As Ireland’s leading virologist (and die-hard Waterford hurling fan) Professor Ultan Power of Queen’s University, Belfast says, “the simple rule is — the virus spreads from person to person; the greater number of people in the one place, the higher the risk of transmission.”
It follows that the risk associated with the gathering of thousands of people in close proximity in Cheltenham under the current unstable conditions of virus spread in the UK, while not contrary to government advice, looks in retrospective difficult to justify.
In Ireland, the announcement of restrictions by the government on Thursday, and the immediate response by Irish sporting bodies — Basketball Ireland being ahead of the coronavirus curve that everyone now wants flattened — was as sensible as it was inevitable.
Typical of the response was that of the GAA and including the Camogie and the Ladies Gaelic Football Association, who have decided to suspend all activity at club, county and educational levels until March 29.
The ban is, rightly, a blanket ban and is to include all games, training and team gatherings at all ages and all grades. At inter-county level, the ban encompasses “all collective training, collective gym sessions and collective team meetings,” throughout the period.
It has been reported that the GPA’s CEO Paul Flynn has emailed all current inter-county managers to emphasise the importance of strictly complying with the ban on collective training before March 29.
The GPA has also reiterated to members that if they ignore the ban and take part in some sort of collective activity, then no insurance cover will apply. There is an implication by the GPA, which rightly is protective of its members’ interests, that players might be pressurised to keep training during the period of suspension until the end of March.
THE consequences of an inter-county panel training during a period forbidden under GAA regulations (such as the off season), has resulted in counties losing home advantage for a league game or fines or reprimands.
Those sanctions are trivial compared to the legal and insurance ramifications that would face a county board or the venue that hosted the training if the coronavirus ban is breached and a player got sick or transmitted to another.

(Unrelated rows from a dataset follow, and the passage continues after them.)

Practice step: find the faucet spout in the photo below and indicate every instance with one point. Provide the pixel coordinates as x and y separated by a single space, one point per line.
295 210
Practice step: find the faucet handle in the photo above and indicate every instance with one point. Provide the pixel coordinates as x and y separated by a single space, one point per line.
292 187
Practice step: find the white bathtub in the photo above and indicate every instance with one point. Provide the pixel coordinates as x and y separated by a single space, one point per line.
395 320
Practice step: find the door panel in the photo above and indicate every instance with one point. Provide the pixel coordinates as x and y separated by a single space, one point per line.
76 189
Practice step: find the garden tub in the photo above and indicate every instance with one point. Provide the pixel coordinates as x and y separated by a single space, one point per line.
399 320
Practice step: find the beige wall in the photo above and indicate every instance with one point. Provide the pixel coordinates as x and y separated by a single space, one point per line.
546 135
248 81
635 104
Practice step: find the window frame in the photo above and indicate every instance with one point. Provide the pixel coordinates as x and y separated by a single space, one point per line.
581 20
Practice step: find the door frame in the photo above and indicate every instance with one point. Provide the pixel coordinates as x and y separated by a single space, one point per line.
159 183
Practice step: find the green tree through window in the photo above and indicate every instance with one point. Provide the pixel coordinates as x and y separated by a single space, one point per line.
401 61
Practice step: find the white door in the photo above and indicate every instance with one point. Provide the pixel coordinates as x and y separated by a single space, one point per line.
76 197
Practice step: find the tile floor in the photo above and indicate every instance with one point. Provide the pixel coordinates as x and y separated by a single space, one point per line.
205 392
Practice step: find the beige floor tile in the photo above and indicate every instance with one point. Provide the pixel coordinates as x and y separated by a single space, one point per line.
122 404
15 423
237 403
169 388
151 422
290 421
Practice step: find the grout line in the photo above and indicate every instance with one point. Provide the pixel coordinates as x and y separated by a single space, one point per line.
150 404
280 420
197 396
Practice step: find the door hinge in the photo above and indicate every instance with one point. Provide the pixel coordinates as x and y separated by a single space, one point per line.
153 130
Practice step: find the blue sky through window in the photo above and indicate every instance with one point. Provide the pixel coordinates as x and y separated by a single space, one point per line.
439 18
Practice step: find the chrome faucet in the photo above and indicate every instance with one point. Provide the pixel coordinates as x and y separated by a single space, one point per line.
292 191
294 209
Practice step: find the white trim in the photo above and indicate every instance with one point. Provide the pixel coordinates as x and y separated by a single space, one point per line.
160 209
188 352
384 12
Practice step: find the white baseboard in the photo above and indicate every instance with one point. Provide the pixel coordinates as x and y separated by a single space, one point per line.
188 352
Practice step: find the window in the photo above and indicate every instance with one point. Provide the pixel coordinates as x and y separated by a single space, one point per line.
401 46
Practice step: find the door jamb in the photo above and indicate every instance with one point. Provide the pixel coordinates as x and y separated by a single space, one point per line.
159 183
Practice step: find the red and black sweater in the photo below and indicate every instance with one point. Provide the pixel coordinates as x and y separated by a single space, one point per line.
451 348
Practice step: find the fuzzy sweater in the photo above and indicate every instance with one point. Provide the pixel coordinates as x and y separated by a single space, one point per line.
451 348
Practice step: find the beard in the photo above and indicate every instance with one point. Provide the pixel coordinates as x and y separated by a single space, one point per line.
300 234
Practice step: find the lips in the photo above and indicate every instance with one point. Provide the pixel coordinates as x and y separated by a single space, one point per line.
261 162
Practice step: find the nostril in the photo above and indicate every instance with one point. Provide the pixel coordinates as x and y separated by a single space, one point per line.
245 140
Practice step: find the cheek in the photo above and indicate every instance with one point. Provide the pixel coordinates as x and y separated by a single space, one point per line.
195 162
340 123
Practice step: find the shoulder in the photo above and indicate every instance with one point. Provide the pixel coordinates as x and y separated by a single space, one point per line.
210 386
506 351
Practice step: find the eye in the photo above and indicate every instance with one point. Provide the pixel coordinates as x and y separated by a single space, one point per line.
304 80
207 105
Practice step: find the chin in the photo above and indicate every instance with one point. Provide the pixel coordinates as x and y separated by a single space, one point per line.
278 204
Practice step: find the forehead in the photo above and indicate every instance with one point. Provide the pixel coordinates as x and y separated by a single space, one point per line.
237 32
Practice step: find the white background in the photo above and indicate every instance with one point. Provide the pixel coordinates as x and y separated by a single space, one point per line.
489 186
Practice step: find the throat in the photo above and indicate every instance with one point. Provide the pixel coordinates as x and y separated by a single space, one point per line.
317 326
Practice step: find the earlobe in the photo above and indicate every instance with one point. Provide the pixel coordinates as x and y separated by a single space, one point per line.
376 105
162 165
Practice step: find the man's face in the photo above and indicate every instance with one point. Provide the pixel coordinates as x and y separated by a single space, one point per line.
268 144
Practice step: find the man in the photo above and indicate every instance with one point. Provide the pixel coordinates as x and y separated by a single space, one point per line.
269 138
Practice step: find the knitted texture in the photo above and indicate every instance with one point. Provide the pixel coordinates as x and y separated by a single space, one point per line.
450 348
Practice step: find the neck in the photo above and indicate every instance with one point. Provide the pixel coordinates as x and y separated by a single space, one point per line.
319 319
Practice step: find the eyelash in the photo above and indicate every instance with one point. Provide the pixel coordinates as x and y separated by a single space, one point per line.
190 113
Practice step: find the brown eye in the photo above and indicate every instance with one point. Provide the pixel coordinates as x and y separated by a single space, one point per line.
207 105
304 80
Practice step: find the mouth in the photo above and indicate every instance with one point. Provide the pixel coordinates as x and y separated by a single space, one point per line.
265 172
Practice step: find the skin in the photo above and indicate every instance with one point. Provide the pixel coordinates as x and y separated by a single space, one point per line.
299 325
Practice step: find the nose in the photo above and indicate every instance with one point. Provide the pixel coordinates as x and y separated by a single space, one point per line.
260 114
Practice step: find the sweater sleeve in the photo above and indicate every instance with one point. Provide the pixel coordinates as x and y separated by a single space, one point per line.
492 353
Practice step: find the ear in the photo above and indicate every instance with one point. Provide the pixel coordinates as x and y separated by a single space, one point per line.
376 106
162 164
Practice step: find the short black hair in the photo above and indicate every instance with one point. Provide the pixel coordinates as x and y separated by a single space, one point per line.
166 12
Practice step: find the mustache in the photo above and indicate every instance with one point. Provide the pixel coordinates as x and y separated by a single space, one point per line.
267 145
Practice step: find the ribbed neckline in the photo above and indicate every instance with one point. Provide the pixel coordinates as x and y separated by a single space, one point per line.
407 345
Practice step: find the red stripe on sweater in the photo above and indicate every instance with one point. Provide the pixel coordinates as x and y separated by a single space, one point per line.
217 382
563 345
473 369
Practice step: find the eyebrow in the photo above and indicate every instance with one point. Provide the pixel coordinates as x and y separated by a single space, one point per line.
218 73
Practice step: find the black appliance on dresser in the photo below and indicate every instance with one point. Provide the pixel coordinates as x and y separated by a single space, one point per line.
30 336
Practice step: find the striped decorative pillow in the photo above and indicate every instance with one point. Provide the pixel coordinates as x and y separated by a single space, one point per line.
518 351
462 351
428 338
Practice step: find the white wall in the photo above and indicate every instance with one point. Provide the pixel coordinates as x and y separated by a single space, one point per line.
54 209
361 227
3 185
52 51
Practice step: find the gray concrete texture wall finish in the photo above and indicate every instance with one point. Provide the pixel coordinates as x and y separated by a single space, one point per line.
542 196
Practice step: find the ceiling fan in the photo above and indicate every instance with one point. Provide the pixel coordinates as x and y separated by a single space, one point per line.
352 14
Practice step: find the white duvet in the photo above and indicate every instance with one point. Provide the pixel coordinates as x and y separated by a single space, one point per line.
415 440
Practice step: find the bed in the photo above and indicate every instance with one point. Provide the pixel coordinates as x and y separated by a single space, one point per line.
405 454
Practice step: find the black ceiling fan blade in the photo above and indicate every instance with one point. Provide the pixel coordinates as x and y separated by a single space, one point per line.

If the session was unauthorized by either the county board or the host venue, then the organiser, such as inter-county manager might be personally liable.
Put simply, whomever is ultimately responsible for directing a breach of the ban during the prohibited period might well be deemed negligent towards the welfare of the players, support staff and others directly affected by any sickness (or injury) that might arise.
The specific risk associated with the virus cannot as of now be quantified and thus is uninsurable.
While the risk cannot be measured or insured against, neither can the irresponsibility of anyone who directs others to collectively train surreptitiously over the next two weeks or so.
Although the selfish, competitive bubble that is elite sport can sometimes rattle even the most rationale of beings, inter-county managers remain generally a responsible lot. In the unlikely event that one of their number does decide to go rogue, the plain language (and free legal) advice is: don’t; cop on; neither you nor the game is that important.
The profile of young, fit inter-county players is such that the threat of the virus to them is small but that it not the point. Inter-county players represent and, in GAA terms, are an integral part of their community. Sports organisations such as the GAA transmit through every aspect of Irish life in a way that we want to avoid with the virus.
GAA players, as with other sports, are role models on the field of play; as the GPA has stated they now, for the betterment of their communities, need to be allowed to be role models off the field and by not playing.
In the vernacular of the GAA, albeit in an entirely different context - the ban is back.
This time, the foreign body is not another sport but a virus. This time the ban is wholly justified. And this time it should be adhered to in full.
Jack Anderson is Professor of Law at the University of Melbourne.